Workshop on Approaches to the Study of Consumer Decision Making From Different Disciplines

Robert Ferber, University of Illinois
ABSTRACT - These comments provide an overview of the purpose and structure of the workshop on approaches to the study of consumer decision making from different disciplines.
[ to cite ]:
Robert Ferber (1977) ,"Workshop on Approaches to the Study of Consumer Decision Making From Different Disciplines", in NA - Advances in Consumer Research Volume 04, eds. William D. Perreault, Jr., Atlanta, GA : Association for Consumer Research, Pages: 262.

Advances in Consumer Research Volume 4, 1977   Page 262

WORKSHOP ON APPROACHES TO THE STUDY OF CONSUMER DECISION MAKING FROM DIFFERENT DISCIPLINES

Robert Ferber, University of Illinois

ABSTRACT -

These comments provide an overview of the purpose and structure of the workshop on approaches to the study of consumer decision making from different disciplines.

OVERVIEW

The purpose of this workshop was to explore how people from different disciplines approach the study of consumer decision making. The idea was to provide some idea of the range of different approaches that might be taken to this topic. For this reason, the panel of six speakers was composed of individuals from a variety of different subject areas, including economics, marketing, social psychology and sociology.

The workshop was conducted in two sessions, each of which had a very different focus. In the first session, each speaker was requested to make a broad presentation of the type of approach that he would advocate in studying consumer decision making, providing a general description of it and, insofar as possible, relating the pros and cons of that approach to alternatives. This discussion could include references to any experimental or other empirical studies that had been undertaken to test the feasibility and the validity of the approach. Speakers were invited to be innovative and not to restrict themselves to what had been done in the past.

In the second session, the focus was on the application of the particular approach(es) advocated to the concrete problem of studying how a young couple makes a decision whether or not to have a child. In this session, the panelists were urged to be specific, and to indicate how the particular approach would be applied to this problem both in terms of formulating a model of the decision-making process and in terms of such other aspects of the study design as data collection and methods of analysis.

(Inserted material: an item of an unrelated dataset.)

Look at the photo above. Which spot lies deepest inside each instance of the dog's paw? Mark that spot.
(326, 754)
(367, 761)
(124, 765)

The speakers were not required to submit written papers and, in fact, were told that they need not do so if it did not fit in with their time schedules. Hence, the comments that appear in this Proceedings volume do not represent the wide range of ideas covered in this workshop.

The comments that do appear here should be interpreted in the light of the framework just presented. They should also be interpreted with consideration to the fact that each speaker had to be limited to ten minutes in each session. Hence, it was not possible for the speakers to go into any great detail with regard either to their ideas or their implementation. And, of course, these comments cannot reflect the discussion that took place at the meeting itself, a vital aspect of this type of meeting. Nevertheless, it is hoped that the comments presented here will be of value in indicating some of the general approaches that might be taken to the study of consumer decision making.